The main problem when it comes to environmental challenges within WASH, is the unsustainable use of water resources, especially over-abstraction, leading to depletion of scarce water resources and loss of natural water- and ecosystems. In addition, discharge of waste flows lead to further depletion of water resources quality. Another challenge is the current lack of WASH interventions that can adapt to the impact of climate change.
From the perspective of environmental sustainability, our services therefore take into account how WASH strategies and interventions connect to the natural environment (ecosystems and natural resources). And in return how the status of the natural environment affects the availability and quality of WASH services. We do this by integrating the following environmental sustainability approaches:
When partners under the Dutch WASH Alliance Programme select their areas for WASH interventions, they first execute an assessment of the hydrological, ecological and socio-economic situation of the (smallest) relevant catchment level in which the intervention takes place. This way water flows and community needs can be understood from a landscape perspective taking to account relevant upstream and downstream connections.
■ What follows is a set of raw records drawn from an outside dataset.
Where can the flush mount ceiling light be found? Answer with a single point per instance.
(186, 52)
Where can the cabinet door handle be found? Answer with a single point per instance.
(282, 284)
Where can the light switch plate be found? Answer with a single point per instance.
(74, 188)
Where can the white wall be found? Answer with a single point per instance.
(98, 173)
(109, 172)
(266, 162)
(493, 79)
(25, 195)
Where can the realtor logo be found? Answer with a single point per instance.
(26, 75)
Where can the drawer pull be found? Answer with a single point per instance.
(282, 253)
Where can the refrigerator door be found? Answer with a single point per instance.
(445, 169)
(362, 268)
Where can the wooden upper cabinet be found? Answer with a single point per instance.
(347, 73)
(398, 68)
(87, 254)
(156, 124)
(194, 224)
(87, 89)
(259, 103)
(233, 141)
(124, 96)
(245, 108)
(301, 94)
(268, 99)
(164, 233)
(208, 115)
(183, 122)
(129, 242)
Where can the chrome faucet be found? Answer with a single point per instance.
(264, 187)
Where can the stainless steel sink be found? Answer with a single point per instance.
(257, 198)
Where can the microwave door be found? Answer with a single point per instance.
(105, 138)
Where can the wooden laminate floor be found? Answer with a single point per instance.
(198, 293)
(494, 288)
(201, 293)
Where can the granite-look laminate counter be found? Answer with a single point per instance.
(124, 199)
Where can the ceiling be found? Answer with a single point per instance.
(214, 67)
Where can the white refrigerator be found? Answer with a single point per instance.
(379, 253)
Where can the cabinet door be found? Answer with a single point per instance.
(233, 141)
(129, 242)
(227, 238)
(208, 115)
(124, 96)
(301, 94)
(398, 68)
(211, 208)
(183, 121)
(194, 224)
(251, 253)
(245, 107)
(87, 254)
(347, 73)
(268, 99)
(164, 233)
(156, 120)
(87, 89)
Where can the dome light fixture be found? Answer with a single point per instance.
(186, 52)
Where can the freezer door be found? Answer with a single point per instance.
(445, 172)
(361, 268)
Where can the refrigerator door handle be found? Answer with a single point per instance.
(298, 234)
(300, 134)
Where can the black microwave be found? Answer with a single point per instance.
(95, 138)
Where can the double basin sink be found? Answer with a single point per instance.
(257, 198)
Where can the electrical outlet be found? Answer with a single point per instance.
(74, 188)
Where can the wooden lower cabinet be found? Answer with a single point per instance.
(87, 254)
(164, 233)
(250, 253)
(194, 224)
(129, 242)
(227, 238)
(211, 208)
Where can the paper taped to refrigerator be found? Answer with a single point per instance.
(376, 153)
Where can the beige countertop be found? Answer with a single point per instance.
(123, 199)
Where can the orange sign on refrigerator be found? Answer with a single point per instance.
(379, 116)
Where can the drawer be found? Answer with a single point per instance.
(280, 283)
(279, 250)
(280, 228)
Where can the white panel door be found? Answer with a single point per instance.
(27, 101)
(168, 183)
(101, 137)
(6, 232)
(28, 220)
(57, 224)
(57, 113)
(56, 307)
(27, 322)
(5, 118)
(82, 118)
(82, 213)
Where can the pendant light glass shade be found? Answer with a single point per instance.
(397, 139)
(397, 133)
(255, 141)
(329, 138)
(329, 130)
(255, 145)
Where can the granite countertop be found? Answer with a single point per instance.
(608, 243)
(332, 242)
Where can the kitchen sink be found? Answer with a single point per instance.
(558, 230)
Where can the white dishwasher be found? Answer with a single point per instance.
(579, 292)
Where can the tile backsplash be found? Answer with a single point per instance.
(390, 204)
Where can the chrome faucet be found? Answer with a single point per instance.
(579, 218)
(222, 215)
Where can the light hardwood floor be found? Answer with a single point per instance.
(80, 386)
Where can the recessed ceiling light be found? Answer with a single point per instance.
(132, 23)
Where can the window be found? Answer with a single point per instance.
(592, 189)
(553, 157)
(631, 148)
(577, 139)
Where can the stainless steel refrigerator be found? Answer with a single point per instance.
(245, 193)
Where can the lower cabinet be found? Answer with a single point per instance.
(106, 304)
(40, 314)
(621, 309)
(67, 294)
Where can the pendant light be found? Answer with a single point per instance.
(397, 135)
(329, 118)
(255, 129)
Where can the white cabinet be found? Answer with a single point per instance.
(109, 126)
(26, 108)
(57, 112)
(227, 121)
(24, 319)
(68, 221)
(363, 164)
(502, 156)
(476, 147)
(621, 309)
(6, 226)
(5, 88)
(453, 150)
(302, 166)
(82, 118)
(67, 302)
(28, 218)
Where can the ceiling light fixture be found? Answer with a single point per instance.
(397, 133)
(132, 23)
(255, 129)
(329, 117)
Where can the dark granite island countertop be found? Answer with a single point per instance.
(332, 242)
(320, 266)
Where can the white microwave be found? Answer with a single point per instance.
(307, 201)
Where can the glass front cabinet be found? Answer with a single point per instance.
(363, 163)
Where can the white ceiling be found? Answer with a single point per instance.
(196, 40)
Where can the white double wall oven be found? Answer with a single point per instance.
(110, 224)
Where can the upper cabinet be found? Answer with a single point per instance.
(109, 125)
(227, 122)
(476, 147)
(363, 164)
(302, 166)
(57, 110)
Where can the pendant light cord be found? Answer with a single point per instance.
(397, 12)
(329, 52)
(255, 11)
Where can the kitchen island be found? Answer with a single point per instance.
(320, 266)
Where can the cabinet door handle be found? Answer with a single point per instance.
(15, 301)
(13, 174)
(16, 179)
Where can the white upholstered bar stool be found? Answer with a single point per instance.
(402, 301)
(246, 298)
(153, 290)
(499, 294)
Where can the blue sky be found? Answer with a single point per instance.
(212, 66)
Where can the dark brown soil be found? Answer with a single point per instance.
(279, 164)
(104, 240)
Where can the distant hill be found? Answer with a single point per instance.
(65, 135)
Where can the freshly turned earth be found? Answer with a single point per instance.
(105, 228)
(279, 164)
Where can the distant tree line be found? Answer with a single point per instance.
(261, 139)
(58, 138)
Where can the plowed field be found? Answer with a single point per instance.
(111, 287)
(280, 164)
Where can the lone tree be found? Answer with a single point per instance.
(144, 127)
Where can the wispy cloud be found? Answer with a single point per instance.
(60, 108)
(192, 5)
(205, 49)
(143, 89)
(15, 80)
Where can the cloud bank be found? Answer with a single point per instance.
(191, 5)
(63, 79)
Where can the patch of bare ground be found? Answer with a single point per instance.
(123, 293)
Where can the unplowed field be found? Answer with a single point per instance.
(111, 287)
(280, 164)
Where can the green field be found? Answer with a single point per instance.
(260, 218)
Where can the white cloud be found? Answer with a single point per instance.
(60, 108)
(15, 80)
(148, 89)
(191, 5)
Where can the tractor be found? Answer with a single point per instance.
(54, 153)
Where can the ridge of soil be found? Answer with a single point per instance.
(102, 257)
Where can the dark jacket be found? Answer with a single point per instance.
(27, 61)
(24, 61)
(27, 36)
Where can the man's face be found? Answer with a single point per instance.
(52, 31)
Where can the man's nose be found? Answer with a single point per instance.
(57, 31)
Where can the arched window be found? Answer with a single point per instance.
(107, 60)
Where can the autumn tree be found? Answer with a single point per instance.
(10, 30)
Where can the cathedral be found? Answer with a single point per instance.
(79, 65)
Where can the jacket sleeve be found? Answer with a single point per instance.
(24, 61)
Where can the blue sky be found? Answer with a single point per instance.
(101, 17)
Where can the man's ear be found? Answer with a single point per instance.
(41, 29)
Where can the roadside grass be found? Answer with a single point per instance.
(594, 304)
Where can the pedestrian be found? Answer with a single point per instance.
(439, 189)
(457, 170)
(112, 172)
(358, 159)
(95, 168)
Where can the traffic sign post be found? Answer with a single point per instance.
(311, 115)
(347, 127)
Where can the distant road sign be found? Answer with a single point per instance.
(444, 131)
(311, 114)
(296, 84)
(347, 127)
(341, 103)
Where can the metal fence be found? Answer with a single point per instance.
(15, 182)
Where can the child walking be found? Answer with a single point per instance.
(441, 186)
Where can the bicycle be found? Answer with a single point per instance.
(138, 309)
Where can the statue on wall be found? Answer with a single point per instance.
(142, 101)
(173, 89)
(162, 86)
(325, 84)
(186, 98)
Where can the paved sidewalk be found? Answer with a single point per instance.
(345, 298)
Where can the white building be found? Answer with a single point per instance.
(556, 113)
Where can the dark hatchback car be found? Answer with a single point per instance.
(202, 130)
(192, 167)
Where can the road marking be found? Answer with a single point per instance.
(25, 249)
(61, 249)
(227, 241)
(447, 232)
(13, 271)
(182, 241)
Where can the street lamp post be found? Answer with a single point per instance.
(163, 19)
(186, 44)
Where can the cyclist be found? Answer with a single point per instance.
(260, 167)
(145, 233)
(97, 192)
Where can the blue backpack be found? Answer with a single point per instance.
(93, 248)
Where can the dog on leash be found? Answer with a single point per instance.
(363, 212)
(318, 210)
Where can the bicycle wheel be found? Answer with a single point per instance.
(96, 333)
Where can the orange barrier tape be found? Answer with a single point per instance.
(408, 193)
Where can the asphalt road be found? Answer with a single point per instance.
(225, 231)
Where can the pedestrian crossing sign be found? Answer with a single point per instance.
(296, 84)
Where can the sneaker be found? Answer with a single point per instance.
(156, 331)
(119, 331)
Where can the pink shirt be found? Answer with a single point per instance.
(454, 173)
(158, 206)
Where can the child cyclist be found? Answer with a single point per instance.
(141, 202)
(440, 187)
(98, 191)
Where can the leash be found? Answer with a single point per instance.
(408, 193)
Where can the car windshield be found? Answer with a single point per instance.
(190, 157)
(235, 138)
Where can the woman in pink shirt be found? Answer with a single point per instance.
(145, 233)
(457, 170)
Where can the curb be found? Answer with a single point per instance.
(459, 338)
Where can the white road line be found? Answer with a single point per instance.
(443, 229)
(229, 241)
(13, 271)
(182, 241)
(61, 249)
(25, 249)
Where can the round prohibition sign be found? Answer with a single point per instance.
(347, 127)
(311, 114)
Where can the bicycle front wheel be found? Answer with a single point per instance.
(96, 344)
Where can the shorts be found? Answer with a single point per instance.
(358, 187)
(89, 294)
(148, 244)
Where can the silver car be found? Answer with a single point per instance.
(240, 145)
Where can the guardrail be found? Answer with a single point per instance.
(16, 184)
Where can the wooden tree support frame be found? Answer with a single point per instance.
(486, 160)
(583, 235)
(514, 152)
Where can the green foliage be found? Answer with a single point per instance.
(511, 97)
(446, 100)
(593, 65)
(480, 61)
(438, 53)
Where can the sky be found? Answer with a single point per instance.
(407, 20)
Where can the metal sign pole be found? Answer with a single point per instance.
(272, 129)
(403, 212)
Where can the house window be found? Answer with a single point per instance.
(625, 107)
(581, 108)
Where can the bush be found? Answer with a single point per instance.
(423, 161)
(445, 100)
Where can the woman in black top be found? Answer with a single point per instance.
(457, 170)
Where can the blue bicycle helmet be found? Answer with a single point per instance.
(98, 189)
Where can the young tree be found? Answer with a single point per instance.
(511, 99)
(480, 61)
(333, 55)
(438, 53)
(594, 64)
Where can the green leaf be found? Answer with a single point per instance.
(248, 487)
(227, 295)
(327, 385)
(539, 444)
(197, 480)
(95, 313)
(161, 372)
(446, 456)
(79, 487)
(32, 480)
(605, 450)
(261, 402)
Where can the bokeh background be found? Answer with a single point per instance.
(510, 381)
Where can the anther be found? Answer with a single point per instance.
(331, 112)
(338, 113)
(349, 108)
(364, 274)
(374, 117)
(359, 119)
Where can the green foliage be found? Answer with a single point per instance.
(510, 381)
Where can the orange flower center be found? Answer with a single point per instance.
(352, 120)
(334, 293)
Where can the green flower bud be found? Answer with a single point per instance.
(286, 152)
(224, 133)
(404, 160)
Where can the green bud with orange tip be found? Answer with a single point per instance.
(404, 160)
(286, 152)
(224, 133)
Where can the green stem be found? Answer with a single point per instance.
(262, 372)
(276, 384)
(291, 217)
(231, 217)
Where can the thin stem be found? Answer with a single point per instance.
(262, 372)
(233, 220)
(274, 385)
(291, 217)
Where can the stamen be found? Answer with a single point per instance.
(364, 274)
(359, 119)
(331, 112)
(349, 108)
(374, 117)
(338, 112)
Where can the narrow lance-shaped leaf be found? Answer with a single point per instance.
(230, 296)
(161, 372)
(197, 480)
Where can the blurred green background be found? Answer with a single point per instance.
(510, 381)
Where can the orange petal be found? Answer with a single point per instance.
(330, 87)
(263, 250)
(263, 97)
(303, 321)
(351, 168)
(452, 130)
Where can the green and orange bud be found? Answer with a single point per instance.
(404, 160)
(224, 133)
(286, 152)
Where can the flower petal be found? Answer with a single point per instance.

Why? This way WASH interventions can be planned and located at the best suitable place in the landscape tapping in on known and optimized water resources (f.e. through 3R techniques) and it is known how the natural water- and ecosystems will deal with (reduced) wasteflows. Further, best informed decisions can be made regarding technology choices. Such catchment assessments also identify the particular resources and services of the natural environment upon which the community depends and therefore ensures that WASH interventions are planned in such a way that these resources and services are maintained.